1. Two Paths, One Question
- Two Paths, One Question
- One God: Ik Onkar and Tawhid
- The Guru, the Prophet, and the Word
- Living the Faith: Charity, Equality, Remembrance
- When the Two Met: History and Encounter
- Bhagat Farid and the Shared Voice
Sikhi and Islam are two great traditions that both answer one deep question: how should a human being live in relation to the one God? They give answers that often rhyme and sometimes differ. This course studies both honestly. We do not try to fold one into the other, and we do not set them against each other. We simply look closely.
Sikhi began with Guru Nanak in the Punjab in the late fifteenth and early sixteenth centuries (Grewal 1998). Islam had been present in the region for centuries before that, brought by traders, teachers, and rulers. Guru Nanak grew up in a world where Hindu and Muslim neighbors lived side by side, and his teaching spoke to both (McLeod 1968).
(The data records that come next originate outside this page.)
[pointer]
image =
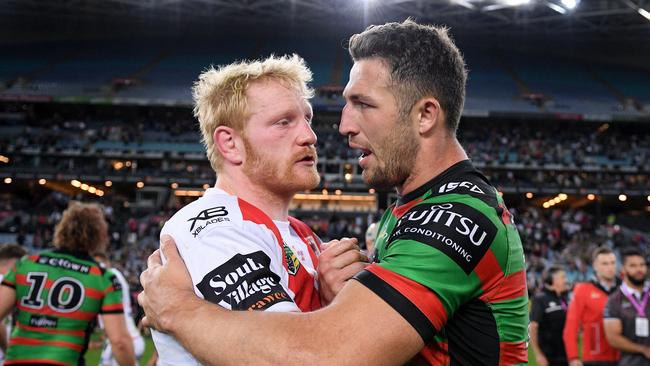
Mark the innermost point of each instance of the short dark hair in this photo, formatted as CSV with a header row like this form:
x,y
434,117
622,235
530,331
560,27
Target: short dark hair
x,y
600,250
631,252
82,229
11,251
423,60
551,271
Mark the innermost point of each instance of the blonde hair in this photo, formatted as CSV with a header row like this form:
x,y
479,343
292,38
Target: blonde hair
x,y
82,229
220,94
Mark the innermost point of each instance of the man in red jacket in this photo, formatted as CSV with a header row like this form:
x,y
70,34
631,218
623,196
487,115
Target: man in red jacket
x,y
586,313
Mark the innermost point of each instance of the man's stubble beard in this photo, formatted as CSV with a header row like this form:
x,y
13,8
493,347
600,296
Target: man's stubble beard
x,y
398,153
275,176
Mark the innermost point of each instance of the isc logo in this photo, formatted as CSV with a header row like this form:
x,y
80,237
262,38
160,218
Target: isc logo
x,y
448,187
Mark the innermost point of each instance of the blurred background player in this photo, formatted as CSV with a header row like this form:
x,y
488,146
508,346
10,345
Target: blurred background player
x,y
585,314
627,312
9,254
547,319
60,292
107,357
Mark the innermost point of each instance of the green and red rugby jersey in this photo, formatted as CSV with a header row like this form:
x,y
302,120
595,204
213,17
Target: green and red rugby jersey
x,y
58,297
450,261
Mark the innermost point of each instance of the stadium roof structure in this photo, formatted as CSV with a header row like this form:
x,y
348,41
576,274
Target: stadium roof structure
x,y
600,18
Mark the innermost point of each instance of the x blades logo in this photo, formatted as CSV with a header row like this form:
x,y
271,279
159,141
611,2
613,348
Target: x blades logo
x,y
210,216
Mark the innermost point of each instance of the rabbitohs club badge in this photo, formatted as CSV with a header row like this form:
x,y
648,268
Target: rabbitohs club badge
x,y
293,264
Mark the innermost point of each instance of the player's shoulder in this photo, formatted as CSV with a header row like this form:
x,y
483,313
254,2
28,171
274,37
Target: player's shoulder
x,y
583,287
463,182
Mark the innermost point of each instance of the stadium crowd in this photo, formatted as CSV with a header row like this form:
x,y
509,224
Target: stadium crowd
x,y
550,236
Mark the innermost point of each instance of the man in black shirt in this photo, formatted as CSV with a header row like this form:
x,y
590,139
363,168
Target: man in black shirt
x,y
627,312
547,319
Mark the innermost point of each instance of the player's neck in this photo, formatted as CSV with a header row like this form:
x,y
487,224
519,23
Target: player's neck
x,y
275,205
633,286
607,284
433,159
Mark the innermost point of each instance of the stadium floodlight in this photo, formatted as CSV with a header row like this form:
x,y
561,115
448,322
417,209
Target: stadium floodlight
x,y
556,7
464,3
515,2
503,4
570,4
644,13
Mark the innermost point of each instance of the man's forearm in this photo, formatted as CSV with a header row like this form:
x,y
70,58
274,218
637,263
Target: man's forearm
x,y
3,337
216,336
623,344
534,338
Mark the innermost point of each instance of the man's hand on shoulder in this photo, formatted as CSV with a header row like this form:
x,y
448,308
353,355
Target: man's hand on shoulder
x,y
338,262
575,362
168,289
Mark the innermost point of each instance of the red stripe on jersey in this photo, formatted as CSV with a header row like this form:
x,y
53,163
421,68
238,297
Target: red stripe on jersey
x,y
512,353
23,341
112,307
505,214
8,283
489,272
421,296
254,214
302,283
79,315
34,361
78,333
305,234
513,286
435,354
21,279
95,294
398,211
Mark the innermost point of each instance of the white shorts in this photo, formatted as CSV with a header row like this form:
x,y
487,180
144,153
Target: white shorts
x,y
107,358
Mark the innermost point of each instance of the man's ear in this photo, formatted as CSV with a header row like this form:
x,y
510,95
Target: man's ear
x,y
428,115
228,142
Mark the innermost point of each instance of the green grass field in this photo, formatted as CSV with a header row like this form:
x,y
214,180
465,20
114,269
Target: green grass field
x,y
92,356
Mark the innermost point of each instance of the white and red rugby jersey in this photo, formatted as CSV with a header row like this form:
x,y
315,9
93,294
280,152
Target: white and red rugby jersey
x,y
240,259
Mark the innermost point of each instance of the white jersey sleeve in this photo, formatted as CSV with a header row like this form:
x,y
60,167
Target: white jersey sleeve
x,y
233,261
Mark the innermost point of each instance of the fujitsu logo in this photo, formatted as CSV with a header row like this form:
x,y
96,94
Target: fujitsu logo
x,y
442,214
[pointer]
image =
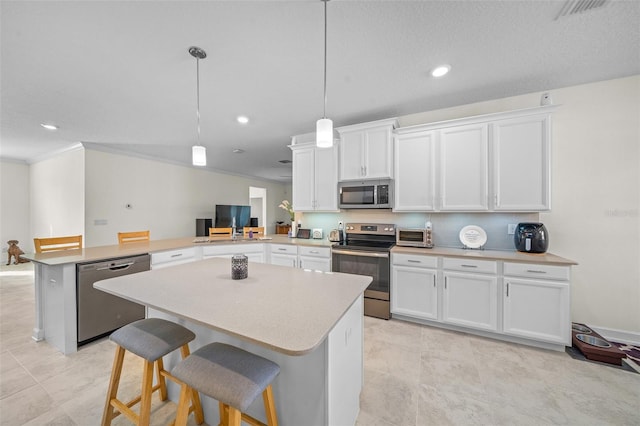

Islam rests on belief in one God, Allah, and in Muhammad as the final prophet who received the Qur'an. Its practice centers on the five pillars: the testimony of faith, prayer, charity, fasting in Ramadan, and pilgrimage to Mecca (Nasr 2004). We will treat these on their own terms, not as a foil for Sikhi.
The aim of this first lesson is simple: to set the right spirit. Comparison is not competition. As Guru Nanak himself is remembered to have said, there is neither Hindu nor Muslim before God in the sense that labels do not save — right living and true remembrance do. With that spirit, we begin.